Meine ersten Versuche waren mit QBasic, da war ich wohl 12 oder 13.
Das ist aber sicher keine Sprache mehr, mit der man Anfangen sollte.
Dann kam Pascal, fällt also auch flach, da DOS-Programmierung.
Dann haben wir in der Schule mit Java angefangen. Das haben wir jedoch recht schnell aufgegeben, weil die Einarbeitung zu lange dauerte, um noch genügend Zeit für Theorie zu haben.
Wir sind dann auf Delphi umgestiegen und haben recht schnell Ergebnisse erziehlen können und das war noch Delphi 3, da hat sich einiges getan, die letzte Version, die ich gesehen habe war Delphi 6 und das ist noch wesentlich komfortabler geworden.
Wenn es um OOP geht halte ich Java für am geeignesten (mittlerweile kann ich's ), allerdings mit Sicherheit nicht für einen elfjährigen.
Mein Einstieg in PHP ging am schnellsten, aber da hatte ich auch schon die meiste Vorbildung und "konnte" HTML. Durch HTML, was ja nicht so schwer ist, im Gegensatz zum Programmieren, kann man es auch schnell bunt werden lassen und hat, wenn er noch ein bisschen Älter ist, den Vorteil, dass er zum Beispiel mit seiner eigenen Homepage auftrumpfen kann.

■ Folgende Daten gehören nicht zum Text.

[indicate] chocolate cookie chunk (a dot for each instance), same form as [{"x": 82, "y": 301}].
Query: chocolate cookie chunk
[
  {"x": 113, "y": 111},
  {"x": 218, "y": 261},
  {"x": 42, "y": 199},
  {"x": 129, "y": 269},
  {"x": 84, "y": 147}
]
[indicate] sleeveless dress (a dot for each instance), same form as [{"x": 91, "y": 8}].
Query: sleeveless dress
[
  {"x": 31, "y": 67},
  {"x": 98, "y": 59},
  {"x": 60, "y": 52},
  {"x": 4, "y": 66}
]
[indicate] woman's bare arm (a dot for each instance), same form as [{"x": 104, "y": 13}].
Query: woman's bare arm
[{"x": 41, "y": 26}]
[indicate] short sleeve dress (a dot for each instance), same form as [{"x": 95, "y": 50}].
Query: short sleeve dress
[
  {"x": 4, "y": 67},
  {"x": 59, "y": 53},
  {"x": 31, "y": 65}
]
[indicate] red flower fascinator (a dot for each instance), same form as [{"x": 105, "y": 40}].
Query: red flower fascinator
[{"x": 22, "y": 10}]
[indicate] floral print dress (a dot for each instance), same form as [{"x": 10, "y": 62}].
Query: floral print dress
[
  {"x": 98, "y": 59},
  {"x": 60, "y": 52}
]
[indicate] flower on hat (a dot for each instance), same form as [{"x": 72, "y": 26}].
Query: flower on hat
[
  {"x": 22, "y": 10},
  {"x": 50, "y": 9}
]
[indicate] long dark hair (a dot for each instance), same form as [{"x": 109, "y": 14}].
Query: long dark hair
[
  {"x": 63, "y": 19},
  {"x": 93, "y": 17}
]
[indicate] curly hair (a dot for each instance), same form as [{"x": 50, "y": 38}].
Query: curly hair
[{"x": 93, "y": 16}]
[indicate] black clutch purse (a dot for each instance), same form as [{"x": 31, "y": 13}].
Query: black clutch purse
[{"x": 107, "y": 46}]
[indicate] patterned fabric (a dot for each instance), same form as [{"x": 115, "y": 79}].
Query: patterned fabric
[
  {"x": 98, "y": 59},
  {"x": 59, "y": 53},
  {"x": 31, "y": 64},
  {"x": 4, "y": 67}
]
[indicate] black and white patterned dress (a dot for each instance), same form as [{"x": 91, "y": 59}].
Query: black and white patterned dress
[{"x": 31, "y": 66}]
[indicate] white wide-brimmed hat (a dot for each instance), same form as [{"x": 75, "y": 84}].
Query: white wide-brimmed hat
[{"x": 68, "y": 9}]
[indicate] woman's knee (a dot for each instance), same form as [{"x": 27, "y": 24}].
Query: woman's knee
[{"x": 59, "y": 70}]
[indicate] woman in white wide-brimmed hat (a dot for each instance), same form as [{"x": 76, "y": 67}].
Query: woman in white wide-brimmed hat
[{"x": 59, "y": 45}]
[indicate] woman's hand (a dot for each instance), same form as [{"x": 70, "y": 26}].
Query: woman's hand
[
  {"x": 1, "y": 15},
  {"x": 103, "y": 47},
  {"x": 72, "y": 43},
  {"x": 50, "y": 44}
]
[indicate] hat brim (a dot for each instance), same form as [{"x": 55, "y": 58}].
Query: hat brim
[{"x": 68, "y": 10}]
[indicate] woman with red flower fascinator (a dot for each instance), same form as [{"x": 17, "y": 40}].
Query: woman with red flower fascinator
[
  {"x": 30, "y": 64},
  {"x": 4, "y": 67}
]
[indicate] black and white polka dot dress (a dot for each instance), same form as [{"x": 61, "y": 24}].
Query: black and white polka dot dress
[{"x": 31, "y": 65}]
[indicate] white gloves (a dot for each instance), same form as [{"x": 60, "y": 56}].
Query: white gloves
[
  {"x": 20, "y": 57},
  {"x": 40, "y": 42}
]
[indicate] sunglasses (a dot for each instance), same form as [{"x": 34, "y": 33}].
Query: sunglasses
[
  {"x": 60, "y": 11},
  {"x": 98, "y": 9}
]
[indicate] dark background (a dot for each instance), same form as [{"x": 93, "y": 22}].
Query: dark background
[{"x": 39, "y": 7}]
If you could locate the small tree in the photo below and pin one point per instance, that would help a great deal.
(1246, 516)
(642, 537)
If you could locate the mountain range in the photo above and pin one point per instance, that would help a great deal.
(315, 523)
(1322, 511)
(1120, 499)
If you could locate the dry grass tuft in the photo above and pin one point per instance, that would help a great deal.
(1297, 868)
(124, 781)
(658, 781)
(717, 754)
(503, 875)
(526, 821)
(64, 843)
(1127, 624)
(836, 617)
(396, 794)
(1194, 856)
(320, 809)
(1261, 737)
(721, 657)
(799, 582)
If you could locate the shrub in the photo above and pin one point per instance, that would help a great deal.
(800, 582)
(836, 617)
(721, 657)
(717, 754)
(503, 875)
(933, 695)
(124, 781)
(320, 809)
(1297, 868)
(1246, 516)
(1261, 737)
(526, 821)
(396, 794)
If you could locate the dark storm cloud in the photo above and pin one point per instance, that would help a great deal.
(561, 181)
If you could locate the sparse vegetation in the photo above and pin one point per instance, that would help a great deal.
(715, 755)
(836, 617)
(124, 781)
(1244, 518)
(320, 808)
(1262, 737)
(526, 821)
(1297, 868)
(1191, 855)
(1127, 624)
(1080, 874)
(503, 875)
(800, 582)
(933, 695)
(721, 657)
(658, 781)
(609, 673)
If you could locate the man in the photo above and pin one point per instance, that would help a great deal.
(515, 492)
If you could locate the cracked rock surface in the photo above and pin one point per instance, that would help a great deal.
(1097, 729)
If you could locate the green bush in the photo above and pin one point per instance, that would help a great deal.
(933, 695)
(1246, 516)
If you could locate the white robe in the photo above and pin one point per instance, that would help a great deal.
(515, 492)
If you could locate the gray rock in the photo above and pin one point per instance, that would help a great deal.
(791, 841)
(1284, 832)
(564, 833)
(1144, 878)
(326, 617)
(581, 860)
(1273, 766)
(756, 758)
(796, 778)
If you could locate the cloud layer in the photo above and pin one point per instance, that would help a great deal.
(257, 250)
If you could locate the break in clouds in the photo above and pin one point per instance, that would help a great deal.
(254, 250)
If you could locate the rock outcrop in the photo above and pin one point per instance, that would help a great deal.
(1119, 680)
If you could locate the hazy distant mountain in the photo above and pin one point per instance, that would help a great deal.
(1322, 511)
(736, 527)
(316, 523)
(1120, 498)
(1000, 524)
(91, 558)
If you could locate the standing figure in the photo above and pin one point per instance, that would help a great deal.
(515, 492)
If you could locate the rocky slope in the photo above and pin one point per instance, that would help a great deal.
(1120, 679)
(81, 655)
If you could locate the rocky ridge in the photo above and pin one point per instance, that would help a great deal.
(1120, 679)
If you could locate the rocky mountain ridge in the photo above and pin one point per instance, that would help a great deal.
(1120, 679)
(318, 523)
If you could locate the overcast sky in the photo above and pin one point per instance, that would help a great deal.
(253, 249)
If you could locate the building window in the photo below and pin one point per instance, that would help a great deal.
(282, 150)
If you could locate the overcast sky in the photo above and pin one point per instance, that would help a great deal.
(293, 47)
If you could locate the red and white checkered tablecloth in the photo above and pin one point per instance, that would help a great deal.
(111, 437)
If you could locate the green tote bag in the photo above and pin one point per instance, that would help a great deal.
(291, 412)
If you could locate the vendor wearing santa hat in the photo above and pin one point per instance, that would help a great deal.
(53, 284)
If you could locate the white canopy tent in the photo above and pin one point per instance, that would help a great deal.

Meine Empfehlung wäre Delphi oder eine Programmiersprache, die eine ähnlich intuitive IDE hat. Aber wie gesagt, es gibt sicherlich auch andere IDEs (.NET?), die ähnlich komfortabel sind.
Alles mit .NET würde ich aus Prinzip nicht machen , aber das ist kein Argument.
Du hast ja sicher Erfahrung mit dem Programmieren, dann sollte Delphi absolut kein Problem für Dich darstellen und Du kannst mit Deinem Neffen mitlernen. Ich finds immer motivierend, wenn der "Lehrer" auch nicht alles weiß, zumindest, wenn er in der Lage ist, das auch zuzugeben.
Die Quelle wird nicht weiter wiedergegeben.